Using Dungeons and Dragons 5e as source material, I’ve begun writing the campaign, “Goblina and the Magic Ribbon.” In this space, my cohorts and I explore Stamvathes, a transnormative world mainly inhabited by short, gender-queer goblins. As we move from fictional isle to fictional isle, we meet the locals of this plane and learn about what a transnormative world might value through socializing, problem-solving, adventuring, and experiencing a place where heteronormativity isn’t our reality. We then manifest these memories into the objects you see here: remnants of our currently-played sessions captured within these vessels, chalices, and mixed-media mementos.

Goblina and the Magic Ribbon: Sessions 0 – 4
5 x 5 x 5′
Glazed Stoneware, Mixed media, rope, wine, sand, textile
Made in collaboration with: Pageturn Penscratch (Hayley Glossop), Fig Figgy Fish (Maya Kamachi), Róisín (Emma Bradshaw), Moolia (Jesse McIver), Brisket (Shea O’Donnell), and Nekk Featherington (Fran Cavalletti)

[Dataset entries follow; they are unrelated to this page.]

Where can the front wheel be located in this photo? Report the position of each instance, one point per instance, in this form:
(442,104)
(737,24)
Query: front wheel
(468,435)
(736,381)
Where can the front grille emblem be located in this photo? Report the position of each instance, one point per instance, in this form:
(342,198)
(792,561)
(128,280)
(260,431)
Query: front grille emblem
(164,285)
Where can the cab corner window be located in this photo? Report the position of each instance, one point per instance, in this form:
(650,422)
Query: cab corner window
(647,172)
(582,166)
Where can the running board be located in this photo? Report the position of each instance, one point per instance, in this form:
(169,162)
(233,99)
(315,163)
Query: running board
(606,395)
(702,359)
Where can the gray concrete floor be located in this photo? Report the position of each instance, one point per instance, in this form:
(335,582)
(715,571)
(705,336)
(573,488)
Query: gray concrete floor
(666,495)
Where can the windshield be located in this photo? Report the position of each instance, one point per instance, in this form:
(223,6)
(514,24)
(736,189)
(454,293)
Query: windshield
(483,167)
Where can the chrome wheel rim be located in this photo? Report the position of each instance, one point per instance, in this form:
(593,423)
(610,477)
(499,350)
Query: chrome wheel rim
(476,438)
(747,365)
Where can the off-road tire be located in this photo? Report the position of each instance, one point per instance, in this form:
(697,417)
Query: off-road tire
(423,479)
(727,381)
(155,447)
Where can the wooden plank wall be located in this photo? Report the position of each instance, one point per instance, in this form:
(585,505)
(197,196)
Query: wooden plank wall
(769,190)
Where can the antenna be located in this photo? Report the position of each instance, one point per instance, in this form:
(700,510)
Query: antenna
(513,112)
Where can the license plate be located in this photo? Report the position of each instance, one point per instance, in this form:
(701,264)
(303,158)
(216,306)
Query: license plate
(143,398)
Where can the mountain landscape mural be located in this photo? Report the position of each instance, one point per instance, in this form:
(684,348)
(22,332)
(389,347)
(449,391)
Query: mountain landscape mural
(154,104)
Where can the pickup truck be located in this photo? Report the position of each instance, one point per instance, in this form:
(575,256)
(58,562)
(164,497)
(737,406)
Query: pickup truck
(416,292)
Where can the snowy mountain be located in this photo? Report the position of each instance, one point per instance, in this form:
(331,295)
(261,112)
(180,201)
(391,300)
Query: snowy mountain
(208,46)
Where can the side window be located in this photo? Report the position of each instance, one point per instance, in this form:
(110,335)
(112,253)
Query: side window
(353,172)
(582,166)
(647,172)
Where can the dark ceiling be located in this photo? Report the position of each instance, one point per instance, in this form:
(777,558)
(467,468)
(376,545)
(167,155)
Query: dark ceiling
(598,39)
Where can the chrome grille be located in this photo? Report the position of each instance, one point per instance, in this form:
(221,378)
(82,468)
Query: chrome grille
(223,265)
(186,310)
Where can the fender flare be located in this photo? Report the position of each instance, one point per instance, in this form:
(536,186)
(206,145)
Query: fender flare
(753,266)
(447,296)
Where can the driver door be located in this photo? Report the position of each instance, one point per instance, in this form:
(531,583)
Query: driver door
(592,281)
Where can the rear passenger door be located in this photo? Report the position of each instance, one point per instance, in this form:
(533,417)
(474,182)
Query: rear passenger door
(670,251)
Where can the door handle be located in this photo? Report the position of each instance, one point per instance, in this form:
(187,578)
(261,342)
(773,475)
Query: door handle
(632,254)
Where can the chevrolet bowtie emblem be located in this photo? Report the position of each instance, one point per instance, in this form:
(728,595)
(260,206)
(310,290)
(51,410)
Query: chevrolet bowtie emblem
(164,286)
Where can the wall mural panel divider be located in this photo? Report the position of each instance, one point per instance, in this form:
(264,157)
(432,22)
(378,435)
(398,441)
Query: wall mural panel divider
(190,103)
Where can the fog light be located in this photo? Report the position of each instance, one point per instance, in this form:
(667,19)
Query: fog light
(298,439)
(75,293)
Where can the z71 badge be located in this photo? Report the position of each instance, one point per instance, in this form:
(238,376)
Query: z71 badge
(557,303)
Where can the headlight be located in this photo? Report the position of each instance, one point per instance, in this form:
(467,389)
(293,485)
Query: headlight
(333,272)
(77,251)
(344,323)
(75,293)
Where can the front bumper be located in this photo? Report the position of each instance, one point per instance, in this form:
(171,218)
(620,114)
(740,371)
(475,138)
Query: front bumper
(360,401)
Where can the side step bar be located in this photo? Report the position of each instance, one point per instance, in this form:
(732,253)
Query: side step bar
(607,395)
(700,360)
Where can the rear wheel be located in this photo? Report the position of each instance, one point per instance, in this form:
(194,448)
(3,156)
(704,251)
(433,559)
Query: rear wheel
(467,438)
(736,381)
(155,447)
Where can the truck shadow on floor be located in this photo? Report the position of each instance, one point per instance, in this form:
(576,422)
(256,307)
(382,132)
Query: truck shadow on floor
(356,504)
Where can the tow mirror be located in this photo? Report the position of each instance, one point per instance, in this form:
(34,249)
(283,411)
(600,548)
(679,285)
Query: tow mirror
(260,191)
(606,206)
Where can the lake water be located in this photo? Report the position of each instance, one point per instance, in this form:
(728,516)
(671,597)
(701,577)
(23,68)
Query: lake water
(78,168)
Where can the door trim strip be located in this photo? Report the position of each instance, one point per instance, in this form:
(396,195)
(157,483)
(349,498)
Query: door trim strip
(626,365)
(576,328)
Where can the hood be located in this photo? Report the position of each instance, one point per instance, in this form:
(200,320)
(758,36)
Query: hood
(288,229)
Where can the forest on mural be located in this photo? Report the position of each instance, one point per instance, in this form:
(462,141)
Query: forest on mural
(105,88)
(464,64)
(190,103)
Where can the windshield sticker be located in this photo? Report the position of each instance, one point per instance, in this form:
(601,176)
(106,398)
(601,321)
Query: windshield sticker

The enmeshment of reparative play, artmaking, and material culture hold a special place for me: as a Greek trans woman, I have been enamored by the past and present artifacts of my culture, but frequently see how trans people are missing from Greek history and outright excluded by current Greek Orthodoxy. Ceramic’s rich history of storytelling makes it an exemplary conduit for this mythmaking. Using these objects, I channel the material culture of ancient Greece as I alter these vessels through form and surface, leaving the viewer with the impression of the familiar subverted through new narratives and augmentations. These odd, decorative vessels simultaneously remind of us our reality while maintaining an otherworldliness: elaborately lobed amphora covered in an unfamiliar oribe sits next to traditional Greek calyx decorated with out-of-place narratives finished in a strangely pink celadon. On either side, these objects are surrounded by peculiar chalices, marbled clay curios, and toy fish, manifesting the material culture I’ve developed with my friends as we leave behind traces of our adventures in Stamvathes through playful knick-knacks and marks in the sand. The viewer is confronted by this ephemeral narrative made material as we’ve reimagined and actualized a more optimistic world through reparative play and artmaking, further blurring the line between what is privileged as real and the ostensibly fictional.